Arkasına dönüp taksinin açık kapısından içeri girdi. Sinirle kapıyı kapatıp gideceği yeri taksiciye söyledikten sonra son kez dışarıda kendisini şaşkınlıkla izleyen Hoseok'a baktı.
"Aura..."
Şaşkınlığın doruklarında gezen Hoseok, hiçbir şeye anlam veremeden hareketlenen taksinin ardından fısıldadı. Titreyen bacakları, bedenini güçlükle ayakta tutarken, çok geçmeden koşarak yanına gelen Seo Ji endişeyle konuştu.
"Hoseok ne oluyor yalvarırım söyle."
Daha fazla bacaklarının üzerinde duramayan Hoseok dizlerini soğuk zemine koyarak hıçkıra hıçkıra ağlamaya başladı. Hoseok'un düşeceğini sanan Seo Ji tuttuğu kolu daha sıkı kavradığında Hoseok sertçe kendisi geri çekti ve hiçbir şeyi umursamadan bağırmaya başladı.
"Git başımdan!

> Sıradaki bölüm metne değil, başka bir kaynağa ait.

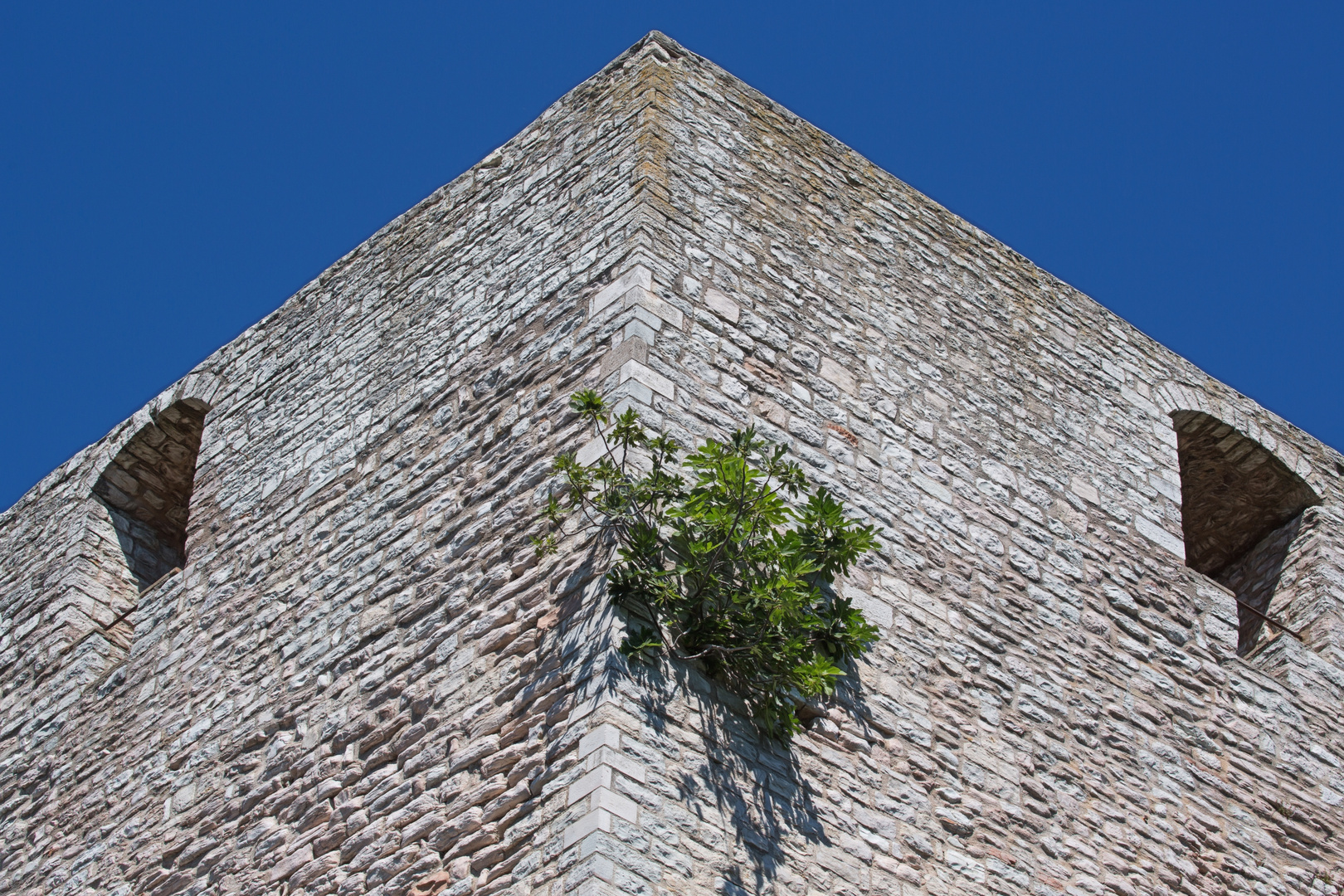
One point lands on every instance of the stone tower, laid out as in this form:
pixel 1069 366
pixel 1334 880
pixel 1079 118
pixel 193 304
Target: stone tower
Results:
pixel 283 631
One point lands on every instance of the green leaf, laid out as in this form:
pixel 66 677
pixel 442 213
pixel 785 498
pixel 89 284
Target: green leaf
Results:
pixel 715 548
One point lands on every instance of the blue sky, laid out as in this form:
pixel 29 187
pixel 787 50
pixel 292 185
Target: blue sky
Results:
pixel 171 173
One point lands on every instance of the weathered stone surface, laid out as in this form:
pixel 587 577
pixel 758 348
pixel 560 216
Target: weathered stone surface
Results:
pixel 363 681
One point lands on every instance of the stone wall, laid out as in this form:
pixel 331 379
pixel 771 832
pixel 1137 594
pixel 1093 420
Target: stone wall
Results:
pixel 364 681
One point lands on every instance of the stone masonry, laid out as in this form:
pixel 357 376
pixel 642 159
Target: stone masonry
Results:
pixel 284 631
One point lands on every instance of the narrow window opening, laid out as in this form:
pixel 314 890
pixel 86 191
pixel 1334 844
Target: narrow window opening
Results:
pixel 1241 509
pixel 147 490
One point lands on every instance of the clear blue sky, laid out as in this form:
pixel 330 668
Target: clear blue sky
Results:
pixel 169 173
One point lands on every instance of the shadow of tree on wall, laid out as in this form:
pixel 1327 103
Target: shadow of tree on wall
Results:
pixel 757 785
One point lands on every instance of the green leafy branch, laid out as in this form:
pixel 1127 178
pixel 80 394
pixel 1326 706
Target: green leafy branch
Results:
pixel 728 553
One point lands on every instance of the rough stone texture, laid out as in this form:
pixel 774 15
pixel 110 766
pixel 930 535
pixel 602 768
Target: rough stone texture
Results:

Sadece gidip beni rahat bırakamaz mısın?! Defol!"
Alt dudağı titremeye başlayan Seo Ji, ağlamamak için kendini tutsa da gözleri çoktan dolmuştu. Taştı taşacak olan yaşlar onu ele veriyordu.
"Pekala Hoseok. Ne halin varsa gör, olur mu? Yoruldum artık. Peşinden koşmaktan bıktım."
Titrek sesine rağmen kurduğu cümlenin ardından sert adımlarıyla Hoseok'u orada bırakarak ilerlemeye başladı.
Hoseok'un kesik kesik çıkan ağlama seslerini ne kadar ilerlesede duyabilen Seo Ji dudaklarını dişleyip çantasından telefonunu çıkardı. Rehbere girip numaraya bastı ve kulağına götürdü.
"Taehyung, Hoseok iyi değil. Sanırım size ihtiyacı var..."
*
ŞİMDİ OKUDUĞUN
Hope | jhs
Fanficİnsan, mutluluğu nerede bulacağını gerçekten bilemezmiş. Belki bir kafede, belki bir gece kulübünde, belki bir kütüphane de. O insanın nerede karşına çıkacağı belli değilmiş. Ben ise mutluluğumu, sevincimi, hayallerimi, güneşimi,,, umudumu... Bu v...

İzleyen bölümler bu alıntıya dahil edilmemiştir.